The ability to measure non-invasively the spatial distribution of chemical species concentrations and temperature distributions in reacting flows is of importance in a range of application areas but particularly in combustion and plasma science and engineering where it can contribute to designing systems to improve energy efficiency and reduce pollutant species by increased understanding of chemical kinetics, fluid dynamics as well as heat and mass transfer. For practical applications it could be beneficial for the detection of faulty or blocked burners in multi-burner engines such as in some aero-engines. For non-invasive methods, optical diagnostics have been proven to be the most beneficial and these can be categorised as: point measurements, line of sight (LOS) measurements, planar imaging and finally tomographic imaging. Point measurements require successive measurements to build up a volume image. Examples include laser-induced fluorescence (LIF) [1], coherent anti-Stokes Raman spectroscopy (CARS) [2] and two-line atomic fluorescence thermometry (TLAF) [3]. LOS measurements have benefitted from tremendous advances in IR laser absorption spectroscopy with new semiconductor laser sources and many new application areas. An example is tunable diode laser absorption spectroscopy (TDLAS) [4] but more recently quantum cascade lasers have been employed for mid-infrared detection of key chemical species [5]. Cavity-enhanced spectroscopic methods such as cavity-ring down spectroscopy (CRDS) and cavity-enhanced absorption spectroscopy (CEAS) [6] have enabled trace chemical species to be measured.

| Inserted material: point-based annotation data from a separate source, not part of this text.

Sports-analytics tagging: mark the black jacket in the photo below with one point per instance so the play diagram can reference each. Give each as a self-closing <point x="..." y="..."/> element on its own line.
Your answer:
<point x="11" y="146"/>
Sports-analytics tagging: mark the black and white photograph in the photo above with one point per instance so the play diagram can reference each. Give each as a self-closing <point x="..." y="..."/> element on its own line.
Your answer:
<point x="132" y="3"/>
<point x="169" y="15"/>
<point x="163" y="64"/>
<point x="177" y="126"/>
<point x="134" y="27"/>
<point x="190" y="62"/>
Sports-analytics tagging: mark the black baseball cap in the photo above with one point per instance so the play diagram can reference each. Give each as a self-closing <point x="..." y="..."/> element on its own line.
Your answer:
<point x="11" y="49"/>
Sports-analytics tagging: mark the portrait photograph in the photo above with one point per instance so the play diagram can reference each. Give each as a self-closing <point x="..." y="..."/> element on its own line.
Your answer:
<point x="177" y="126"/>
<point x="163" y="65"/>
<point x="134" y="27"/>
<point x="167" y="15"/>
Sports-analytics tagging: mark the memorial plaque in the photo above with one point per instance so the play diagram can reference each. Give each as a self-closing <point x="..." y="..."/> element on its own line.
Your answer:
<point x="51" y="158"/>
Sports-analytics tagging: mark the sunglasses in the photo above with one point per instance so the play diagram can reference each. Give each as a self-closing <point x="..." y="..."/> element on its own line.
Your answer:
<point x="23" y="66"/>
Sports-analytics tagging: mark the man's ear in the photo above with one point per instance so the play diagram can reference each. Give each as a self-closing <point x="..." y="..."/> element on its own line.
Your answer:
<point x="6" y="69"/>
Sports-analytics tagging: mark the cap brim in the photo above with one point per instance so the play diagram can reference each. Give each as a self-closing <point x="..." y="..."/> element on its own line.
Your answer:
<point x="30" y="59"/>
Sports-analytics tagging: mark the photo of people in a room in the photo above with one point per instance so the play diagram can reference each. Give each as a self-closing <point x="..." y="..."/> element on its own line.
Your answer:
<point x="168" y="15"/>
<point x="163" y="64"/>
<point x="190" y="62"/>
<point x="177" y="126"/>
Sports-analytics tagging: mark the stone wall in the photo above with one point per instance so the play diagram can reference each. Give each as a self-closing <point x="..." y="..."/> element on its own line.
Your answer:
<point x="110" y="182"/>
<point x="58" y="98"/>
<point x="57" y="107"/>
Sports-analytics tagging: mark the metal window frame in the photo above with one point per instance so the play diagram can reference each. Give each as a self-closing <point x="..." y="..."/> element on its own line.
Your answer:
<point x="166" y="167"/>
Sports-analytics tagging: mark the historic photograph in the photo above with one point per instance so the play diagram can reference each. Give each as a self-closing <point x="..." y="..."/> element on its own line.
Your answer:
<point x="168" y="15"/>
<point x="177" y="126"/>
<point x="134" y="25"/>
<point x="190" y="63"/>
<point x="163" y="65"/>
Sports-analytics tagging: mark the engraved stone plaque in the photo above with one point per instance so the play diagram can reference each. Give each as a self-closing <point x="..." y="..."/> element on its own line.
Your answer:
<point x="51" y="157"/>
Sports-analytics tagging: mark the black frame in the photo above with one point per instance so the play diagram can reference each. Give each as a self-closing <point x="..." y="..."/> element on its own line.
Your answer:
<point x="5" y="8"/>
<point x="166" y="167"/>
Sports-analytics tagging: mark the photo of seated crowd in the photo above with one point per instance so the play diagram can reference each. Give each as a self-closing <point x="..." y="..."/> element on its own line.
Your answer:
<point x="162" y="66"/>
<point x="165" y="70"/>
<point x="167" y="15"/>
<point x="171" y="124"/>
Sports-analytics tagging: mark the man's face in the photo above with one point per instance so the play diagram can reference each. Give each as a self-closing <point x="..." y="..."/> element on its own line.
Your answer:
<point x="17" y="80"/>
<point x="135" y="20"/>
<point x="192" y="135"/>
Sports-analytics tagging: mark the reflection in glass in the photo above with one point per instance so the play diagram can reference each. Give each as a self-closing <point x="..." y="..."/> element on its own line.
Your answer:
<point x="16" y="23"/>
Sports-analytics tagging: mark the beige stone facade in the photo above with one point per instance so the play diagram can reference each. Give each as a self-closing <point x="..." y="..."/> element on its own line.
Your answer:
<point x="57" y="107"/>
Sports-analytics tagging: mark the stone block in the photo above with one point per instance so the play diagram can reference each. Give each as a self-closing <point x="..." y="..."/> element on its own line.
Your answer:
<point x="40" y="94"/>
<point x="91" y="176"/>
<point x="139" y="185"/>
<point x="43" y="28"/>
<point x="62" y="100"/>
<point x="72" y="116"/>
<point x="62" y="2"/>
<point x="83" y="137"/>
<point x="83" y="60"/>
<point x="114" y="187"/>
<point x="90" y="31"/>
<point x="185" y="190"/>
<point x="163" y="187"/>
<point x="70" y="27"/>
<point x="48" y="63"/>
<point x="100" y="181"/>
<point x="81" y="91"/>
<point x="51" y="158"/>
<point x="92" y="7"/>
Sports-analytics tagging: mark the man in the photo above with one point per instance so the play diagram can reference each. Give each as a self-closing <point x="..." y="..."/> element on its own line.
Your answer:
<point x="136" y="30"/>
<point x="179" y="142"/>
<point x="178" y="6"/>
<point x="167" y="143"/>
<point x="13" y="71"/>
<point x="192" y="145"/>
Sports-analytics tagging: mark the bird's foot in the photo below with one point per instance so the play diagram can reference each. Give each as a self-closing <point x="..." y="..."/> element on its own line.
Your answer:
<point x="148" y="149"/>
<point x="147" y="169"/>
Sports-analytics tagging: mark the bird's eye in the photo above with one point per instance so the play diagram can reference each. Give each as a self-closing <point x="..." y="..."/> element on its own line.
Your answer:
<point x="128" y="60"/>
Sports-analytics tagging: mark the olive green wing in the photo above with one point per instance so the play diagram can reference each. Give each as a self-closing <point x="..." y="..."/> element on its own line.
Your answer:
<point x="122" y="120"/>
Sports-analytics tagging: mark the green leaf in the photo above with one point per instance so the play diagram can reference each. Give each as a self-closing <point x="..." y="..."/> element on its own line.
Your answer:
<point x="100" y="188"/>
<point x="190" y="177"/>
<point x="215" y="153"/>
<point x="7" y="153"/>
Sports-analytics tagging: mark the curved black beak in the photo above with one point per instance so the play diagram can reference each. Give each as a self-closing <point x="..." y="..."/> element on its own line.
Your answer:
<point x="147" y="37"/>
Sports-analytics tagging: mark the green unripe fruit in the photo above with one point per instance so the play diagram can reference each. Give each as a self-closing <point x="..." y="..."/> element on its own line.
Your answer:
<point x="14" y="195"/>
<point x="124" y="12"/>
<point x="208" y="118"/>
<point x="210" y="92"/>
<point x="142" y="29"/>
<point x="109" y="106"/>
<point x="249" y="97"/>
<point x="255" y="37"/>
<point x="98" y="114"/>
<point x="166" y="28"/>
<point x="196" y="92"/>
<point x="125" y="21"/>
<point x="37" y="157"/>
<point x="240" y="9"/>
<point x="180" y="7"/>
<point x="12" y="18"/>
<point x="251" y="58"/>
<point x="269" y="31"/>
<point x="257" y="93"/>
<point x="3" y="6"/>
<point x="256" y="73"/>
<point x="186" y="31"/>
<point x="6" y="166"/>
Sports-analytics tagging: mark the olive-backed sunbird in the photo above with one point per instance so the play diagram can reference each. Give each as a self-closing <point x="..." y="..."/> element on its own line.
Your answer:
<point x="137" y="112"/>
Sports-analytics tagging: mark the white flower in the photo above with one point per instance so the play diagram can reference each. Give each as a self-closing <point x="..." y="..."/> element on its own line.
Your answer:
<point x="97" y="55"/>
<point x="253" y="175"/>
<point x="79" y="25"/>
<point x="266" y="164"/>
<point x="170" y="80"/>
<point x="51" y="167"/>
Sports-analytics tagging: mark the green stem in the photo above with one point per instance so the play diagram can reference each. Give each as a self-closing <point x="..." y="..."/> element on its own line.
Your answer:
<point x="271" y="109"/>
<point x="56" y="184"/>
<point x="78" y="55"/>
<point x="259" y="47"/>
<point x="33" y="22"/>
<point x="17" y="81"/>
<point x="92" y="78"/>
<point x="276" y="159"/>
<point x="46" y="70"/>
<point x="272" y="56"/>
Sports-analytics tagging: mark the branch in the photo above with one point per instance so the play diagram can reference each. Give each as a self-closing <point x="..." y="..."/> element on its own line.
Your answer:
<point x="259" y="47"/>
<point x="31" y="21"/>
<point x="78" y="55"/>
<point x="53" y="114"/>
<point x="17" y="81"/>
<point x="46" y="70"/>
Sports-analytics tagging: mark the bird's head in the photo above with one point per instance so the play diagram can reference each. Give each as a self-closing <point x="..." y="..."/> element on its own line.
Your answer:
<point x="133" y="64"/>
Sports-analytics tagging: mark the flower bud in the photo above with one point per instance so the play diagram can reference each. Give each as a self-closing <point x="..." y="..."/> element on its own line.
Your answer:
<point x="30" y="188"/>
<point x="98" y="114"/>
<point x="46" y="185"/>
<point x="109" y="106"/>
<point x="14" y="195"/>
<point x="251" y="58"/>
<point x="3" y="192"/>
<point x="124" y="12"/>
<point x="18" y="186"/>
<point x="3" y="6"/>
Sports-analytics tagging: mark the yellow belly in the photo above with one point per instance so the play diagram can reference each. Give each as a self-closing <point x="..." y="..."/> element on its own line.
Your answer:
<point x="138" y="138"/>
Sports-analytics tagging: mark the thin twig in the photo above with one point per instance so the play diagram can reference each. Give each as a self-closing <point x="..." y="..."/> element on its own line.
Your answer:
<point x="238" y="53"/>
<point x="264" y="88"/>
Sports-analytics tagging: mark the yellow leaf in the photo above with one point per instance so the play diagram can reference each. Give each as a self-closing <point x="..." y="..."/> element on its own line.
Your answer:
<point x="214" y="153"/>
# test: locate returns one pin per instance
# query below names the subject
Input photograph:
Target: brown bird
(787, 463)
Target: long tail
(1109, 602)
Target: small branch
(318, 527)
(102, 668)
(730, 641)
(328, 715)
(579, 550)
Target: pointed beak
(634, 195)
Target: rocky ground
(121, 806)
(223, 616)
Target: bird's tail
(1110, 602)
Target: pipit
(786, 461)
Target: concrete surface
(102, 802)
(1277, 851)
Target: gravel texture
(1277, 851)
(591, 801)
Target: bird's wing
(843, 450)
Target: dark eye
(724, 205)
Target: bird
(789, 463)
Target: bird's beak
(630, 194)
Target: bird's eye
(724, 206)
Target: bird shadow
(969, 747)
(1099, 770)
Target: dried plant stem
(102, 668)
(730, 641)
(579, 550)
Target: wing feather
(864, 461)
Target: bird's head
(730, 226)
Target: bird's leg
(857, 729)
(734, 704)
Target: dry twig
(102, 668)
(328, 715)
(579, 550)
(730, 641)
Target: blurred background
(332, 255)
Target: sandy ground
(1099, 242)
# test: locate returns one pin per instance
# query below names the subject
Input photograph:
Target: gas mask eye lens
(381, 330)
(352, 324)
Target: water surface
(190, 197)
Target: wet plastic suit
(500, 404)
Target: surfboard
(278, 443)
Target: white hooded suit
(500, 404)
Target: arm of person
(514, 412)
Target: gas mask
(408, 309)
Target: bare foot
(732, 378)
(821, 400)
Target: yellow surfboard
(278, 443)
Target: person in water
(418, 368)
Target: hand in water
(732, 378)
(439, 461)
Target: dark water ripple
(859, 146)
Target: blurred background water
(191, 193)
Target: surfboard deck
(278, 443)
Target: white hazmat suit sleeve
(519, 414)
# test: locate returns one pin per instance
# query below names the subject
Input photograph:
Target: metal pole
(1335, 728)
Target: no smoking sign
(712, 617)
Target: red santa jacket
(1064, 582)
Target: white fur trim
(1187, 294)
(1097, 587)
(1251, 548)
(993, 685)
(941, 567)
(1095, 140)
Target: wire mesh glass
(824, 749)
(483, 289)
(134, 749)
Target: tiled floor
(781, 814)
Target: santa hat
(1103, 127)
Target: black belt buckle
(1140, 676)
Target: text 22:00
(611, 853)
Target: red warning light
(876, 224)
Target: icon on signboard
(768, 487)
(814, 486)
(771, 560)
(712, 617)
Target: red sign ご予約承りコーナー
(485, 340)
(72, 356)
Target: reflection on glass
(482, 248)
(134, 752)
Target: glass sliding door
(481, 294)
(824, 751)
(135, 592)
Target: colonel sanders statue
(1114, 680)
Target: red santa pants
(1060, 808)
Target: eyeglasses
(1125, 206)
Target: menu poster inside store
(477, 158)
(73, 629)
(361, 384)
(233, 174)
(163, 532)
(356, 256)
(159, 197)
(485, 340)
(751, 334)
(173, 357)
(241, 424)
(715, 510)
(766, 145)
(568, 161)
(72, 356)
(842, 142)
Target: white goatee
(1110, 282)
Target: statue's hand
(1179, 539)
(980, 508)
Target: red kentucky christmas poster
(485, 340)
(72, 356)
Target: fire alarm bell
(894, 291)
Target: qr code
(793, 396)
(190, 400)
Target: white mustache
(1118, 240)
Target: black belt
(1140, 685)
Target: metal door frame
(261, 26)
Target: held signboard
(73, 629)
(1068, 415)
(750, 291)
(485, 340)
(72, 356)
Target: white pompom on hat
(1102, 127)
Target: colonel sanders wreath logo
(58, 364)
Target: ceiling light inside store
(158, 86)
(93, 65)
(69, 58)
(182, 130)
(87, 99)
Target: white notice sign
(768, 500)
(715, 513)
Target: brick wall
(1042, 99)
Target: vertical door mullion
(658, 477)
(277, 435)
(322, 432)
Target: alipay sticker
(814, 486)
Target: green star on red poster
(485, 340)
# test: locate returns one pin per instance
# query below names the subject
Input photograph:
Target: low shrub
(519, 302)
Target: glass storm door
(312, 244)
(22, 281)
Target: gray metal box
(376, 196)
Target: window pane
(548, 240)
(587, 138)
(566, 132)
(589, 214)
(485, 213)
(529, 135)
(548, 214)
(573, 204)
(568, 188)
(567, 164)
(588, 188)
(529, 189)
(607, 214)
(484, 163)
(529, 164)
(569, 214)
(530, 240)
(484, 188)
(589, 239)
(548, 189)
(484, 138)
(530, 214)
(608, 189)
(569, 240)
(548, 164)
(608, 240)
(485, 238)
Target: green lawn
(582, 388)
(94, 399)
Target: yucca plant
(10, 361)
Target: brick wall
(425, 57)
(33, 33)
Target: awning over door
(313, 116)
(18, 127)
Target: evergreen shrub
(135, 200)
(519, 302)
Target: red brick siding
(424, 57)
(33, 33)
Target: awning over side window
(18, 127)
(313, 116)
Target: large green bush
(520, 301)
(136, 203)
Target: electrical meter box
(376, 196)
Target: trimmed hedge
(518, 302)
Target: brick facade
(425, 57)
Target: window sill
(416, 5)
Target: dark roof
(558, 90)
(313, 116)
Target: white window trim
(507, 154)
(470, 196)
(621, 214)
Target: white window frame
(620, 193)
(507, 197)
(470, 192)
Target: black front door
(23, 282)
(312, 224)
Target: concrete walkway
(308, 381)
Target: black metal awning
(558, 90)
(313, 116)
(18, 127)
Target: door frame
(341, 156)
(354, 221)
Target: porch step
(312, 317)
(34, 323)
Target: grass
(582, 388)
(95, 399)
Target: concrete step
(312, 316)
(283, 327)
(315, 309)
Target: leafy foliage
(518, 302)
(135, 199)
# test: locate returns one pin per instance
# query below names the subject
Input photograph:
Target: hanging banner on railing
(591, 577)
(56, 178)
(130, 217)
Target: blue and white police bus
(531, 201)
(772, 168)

Planar imaging involves the detection of radiation intensity and has been used to obtain 2D profile information on temperature [7], velocity [8] and mixture fractions [9]. When sequential images are produced in parallel planes then volumetric information can also be extracted [10]. Examples of planar imaging techniques includes Rayleigh scattering [11] and particle imaging velocimetry (PIV) [12]. Planar laser-induced fluorescence (PLIF) [13] uses a laser sheet instead of a beam for measuring 2D species distribution, gas temperature and flow velocity. An example in combustion is the study of water vapour fluorescence at 417 nm that was investigated using two-photon excitation using a KrF laser at 248 nm [14].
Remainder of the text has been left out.